The multi-award-winning Limpopo-born artist survived a difficult childhood, spent mostly as a runaway, and a stint in prison. It was behind bars where he was exposed to art through the Tsoga (Wake Up) Arts Project. But that was not where his challenges ended. Following his artworks being stolen in 2008 from one of the gallery’s who represented him, he took a year’s break from creating art.
It was when he began again in 2010 that the style he is now well known for emerged. “It was difficult to get quality materials; I had to use what I could came across, such as recycled materials, which resulted in the mixed-media art I do today,” he explains. “The method was experimental – cutting up images of the work of masters such as Gerard Sekoto and Picasso. I fell in love with the sound of scissors cutting old art magazines into the different shapes and the process of dripping – a result of the tears I had inside me.”

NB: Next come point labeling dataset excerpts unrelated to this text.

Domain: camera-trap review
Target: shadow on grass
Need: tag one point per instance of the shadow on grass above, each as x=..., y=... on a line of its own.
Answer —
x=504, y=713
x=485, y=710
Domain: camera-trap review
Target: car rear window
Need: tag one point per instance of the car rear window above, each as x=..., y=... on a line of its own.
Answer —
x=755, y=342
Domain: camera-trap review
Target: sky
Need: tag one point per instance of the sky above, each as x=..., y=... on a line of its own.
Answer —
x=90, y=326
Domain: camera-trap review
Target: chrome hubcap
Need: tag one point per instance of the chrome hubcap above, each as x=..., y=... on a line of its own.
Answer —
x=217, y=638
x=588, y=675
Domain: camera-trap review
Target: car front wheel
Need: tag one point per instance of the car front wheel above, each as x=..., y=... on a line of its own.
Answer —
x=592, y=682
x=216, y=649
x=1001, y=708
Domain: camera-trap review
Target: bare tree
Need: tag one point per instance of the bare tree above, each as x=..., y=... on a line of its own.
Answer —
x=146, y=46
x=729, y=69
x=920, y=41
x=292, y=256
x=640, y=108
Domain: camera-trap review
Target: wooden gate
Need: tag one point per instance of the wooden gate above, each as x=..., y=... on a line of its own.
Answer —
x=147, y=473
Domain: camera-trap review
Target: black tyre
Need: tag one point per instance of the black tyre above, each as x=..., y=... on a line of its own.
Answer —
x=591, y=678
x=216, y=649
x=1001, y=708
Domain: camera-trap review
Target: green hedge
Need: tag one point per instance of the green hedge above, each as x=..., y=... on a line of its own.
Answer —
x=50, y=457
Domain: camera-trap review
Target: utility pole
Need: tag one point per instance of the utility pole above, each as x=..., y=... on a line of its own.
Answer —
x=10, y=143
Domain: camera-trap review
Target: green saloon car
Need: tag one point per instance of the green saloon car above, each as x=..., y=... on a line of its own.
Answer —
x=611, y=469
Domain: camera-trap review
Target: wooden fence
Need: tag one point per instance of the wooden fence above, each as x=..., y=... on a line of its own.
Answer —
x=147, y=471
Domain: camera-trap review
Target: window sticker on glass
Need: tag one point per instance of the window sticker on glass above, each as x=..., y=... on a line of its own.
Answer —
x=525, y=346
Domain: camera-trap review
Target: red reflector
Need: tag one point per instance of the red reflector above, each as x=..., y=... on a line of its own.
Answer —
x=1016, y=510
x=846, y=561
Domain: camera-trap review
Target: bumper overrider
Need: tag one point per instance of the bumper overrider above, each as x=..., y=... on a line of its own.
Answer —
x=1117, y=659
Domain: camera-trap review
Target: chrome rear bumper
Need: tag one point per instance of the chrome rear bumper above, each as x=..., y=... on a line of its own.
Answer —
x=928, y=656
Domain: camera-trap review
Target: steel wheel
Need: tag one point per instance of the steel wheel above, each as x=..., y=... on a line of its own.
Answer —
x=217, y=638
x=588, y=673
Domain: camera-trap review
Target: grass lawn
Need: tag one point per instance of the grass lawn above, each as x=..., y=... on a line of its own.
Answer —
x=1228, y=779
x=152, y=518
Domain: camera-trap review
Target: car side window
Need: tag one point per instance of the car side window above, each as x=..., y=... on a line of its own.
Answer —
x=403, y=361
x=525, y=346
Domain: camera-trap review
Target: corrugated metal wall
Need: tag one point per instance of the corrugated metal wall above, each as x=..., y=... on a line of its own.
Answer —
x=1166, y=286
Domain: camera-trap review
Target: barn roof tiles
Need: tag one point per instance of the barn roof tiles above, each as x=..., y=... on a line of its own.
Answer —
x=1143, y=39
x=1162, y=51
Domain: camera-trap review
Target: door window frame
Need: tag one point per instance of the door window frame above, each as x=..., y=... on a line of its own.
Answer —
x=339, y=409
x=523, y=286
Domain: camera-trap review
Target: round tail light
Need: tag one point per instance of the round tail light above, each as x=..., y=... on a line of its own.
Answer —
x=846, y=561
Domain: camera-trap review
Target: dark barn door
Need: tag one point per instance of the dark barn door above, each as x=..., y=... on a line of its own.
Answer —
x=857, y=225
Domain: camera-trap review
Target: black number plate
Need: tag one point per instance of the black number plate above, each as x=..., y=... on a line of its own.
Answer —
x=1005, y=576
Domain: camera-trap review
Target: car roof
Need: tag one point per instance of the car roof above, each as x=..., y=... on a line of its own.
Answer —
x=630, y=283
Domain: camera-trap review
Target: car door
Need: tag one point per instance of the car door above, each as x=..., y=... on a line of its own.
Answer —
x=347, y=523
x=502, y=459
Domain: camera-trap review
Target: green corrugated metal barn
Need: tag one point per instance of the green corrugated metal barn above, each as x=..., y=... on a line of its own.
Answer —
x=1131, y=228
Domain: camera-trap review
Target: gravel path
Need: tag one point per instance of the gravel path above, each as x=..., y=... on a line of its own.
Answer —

His skill has extended to sculpture, performance, installation, video and sound, with the latter having seen him work with this year’s Standard Bank Young Artist for Jazz Sisonke Xonti. Of the award Blessing says he’s proud that his message is getting across and sees it as an opportunity that will amplify his career.
“I’m inspired by all the creative individuals who never give up contributing great ideas that can change the minds of others around the world,” he says. Blessing has an upcoming solo exhibition at Everard Read in March titled Replica Every Sang.
“It pertains to history and its significance to the modern style of narration: How the child of this generation misinterprets the consequences of the re-writing of stories that are confrontational, and how it is assured that all that it’s been fed is a replica of the past,” he says of the exhibition. “At some point the mirrored image of our continent has been narrated back to us, with a foreign accent, so that you can hear the tone of voice of thieves, under the name of donor.”
In addition to the solo show, which is on at Everard Read, 3 Portswood Road, V&A Waterfront, Cape Town, from 4 to 25 March 2020, Blessing has upcoming shows all over the world, including an exhibition at the National Arts Festival in Makhanda in July through the Standard Bank Young Artist Award.